Some specs (2 GB RAM, for example) for these laptops are ahead of the curve. To me, that is solving future problems. I am confident that the laptops will last and perform at optimum levels for 3-4 years. Then, according to Moore’s Law and past fact/future fact, the laptops will gradually fade in functionality over 2-3 years. So, we are looking at a 5-7 year investment in which we have a good degree of confidence.
Then the discussion becomes, so what will you do with them that will transform teaching and learning? As loyal readers of Haulin’ ‘Net know, we are well on our way through a long-term “future ready” training initiative with our laptop learners.
We have worked with Firefox and its add-ons, RSS, Google Homepage, Google Reader, Google Docs, Movie Maker, Photo Story, and Blogs. Today we studied podcasting using Audacity. Our facilitator was Patrick Keough, Distance Learning Coordinator and iTunes University guru for Carteret Community College.
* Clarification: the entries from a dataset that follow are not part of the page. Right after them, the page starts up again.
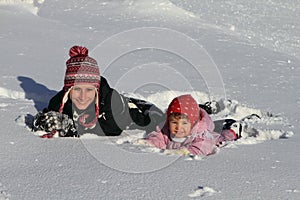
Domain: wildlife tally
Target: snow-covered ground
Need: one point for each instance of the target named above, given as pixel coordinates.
(244, 51)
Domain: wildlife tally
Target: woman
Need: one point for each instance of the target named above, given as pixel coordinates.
(87, 104)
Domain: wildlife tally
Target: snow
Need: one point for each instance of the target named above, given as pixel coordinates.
(243, 51)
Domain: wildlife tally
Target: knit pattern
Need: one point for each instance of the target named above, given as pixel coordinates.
(81, 69)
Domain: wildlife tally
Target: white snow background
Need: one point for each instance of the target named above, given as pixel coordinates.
(255, 46)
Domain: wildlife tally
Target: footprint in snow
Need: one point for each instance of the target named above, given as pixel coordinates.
(202, 192)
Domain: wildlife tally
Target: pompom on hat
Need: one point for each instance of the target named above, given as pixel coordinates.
(81, 69)
(187, 105)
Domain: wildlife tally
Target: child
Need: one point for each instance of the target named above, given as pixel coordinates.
(188, 129)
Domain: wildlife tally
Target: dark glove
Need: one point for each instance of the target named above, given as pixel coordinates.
(53, 122)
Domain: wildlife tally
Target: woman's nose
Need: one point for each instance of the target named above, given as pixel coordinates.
(82, 95)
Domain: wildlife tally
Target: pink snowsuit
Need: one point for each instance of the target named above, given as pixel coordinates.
(202, 140)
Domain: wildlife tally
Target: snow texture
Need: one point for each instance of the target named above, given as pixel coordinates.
(243, 54)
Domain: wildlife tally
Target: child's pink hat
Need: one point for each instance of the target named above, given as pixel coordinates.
(185, 104)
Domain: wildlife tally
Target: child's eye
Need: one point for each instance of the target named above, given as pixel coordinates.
(76, 89)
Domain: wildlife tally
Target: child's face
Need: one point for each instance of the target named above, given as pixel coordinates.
(82, 95)
(179, 127)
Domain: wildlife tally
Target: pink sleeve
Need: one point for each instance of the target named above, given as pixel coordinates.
(158, 139)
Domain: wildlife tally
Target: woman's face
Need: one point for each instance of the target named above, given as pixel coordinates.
(83, 95)
(179, 127)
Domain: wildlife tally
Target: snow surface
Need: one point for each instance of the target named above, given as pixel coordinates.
(244, 51)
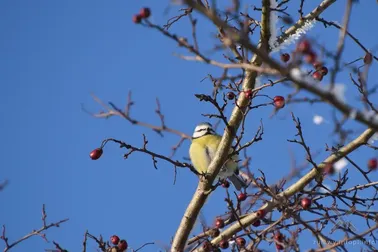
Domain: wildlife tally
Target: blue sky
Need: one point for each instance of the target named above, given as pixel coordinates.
(54, 54)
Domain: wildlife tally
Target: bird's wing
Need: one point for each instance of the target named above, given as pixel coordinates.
(200, 156)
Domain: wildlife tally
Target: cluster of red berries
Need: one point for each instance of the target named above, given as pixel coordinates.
(121, 245)
(219, 223)
(143, 13)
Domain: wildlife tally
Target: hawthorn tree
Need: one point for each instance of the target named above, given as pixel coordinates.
(265, 45)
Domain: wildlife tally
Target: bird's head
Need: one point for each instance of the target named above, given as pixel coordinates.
(203, 129)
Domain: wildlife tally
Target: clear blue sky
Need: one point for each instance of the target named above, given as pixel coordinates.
(54, 54)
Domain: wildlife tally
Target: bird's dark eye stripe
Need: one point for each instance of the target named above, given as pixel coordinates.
(201, 130)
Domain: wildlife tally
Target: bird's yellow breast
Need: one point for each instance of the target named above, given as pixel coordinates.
(201, 151)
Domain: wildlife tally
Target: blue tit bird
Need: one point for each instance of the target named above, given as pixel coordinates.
(204, 145)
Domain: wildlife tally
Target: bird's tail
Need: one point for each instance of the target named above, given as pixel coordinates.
(238, 182)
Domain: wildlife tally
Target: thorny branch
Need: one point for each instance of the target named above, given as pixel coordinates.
(39, 232)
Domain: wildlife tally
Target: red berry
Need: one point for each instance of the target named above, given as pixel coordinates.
(279, 101)
(306, 203)
(223, 244)
(219, 223)
(242, 196)
(279, 246)
(324, 70)
(230, 95)
(122, 245)
(317, 76)
(96, 154)
(317, 65)
(285, 57)
(368, 59)
(257, 223)
(145, 12)
(215, 233)
(260, 213)
(373, 164)
(240, 241)
(114, 239)
(225, 184)
(248, 94)
(310, 57)
(137, 19)
(207, 247)
(304, 46)
(278, 236)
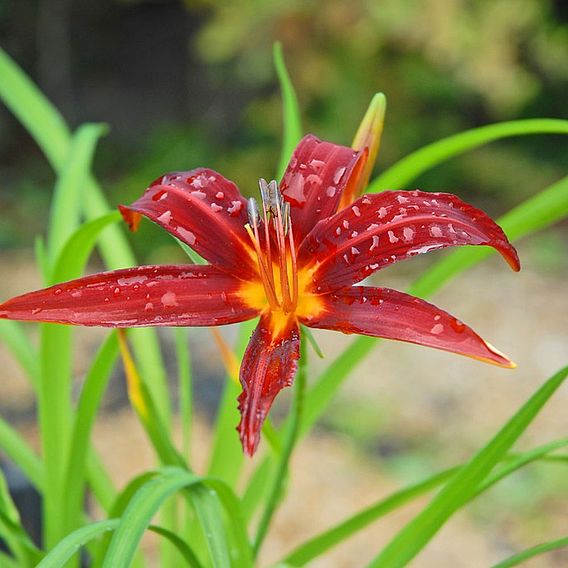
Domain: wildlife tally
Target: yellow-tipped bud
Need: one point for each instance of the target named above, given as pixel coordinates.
(368, 138)
(133, 380)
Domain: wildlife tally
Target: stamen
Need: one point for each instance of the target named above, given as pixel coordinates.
(266, 282)
(253, 212)
(284, 284)
(294, 264)
(277, 210)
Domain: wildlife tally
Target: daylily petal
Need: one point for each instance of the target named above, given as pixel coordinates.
(368, 137)
(134, 297)
(269, 365)
(380, 229)
(316, 176)
(382, 312)
(204, 210)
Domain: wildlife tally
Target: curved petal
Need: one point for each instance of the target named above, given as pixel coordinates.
(269, 364)
(380, 229)
(316, 176)
(204, 210)
(382, 312)
(135, 297)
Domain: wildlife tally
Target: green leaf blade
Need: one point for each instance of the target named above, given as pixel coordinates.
(292, 124)
(411, 166)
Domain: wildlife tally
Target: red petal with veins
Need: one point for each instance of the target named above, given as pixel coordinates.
(269, 364)
(316, 176)
(204, 210)
(382, 312)
(377, 230)
(134, 297)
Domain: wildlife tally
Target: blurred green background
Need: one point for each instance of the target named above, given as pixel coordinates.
(191, 83)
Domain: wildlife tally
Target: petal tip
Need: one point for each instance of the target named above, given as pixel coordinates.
(500, 359)
(132, 218)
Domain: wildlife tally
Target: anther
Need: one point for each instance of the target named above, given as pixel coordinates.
(253, 213)
(271, 197)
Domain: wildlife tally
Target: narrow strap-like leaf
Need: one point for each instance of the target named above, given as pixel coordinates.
(292, 124)
(66, 204)
(411, 166)
(145, 504)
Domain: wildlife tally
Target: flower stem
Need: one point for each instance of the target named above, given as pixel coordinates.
(277, 486)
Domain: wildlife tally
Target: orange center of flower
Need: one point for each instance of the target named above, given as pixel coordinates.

Patrick has been an on-line instructor for ten years! He shared pedagogy as well as technology. And he has captured the text and photos on his blog, Peregrinations:
We as educators have all these new powerful and sophisticated tools to communicate to our students via the web and in the traditional classroom environment. It is our job as educators to harness (and channel) this technology in order to guide our students (no matter what age group) to the resources they need to succeed in this ever changing world we live in. The Leave it to Beaver days are over (DARN) and as much as I hate to say good bye to those days I am absolutely jazzed about the potential for learning and teaching in the cyber frontier.
Technologies like laptops and iPods are important to me because they are transformational. Just like Virtual Schools and Senior Projects, transformational technologies give us leverage in affecting school culture.
We will be hard-pressed to reform the monolithic institution of public school in one fell swoop; but—with sound investments and relevant conversations—we can continue to transform it . . . a bit at a time.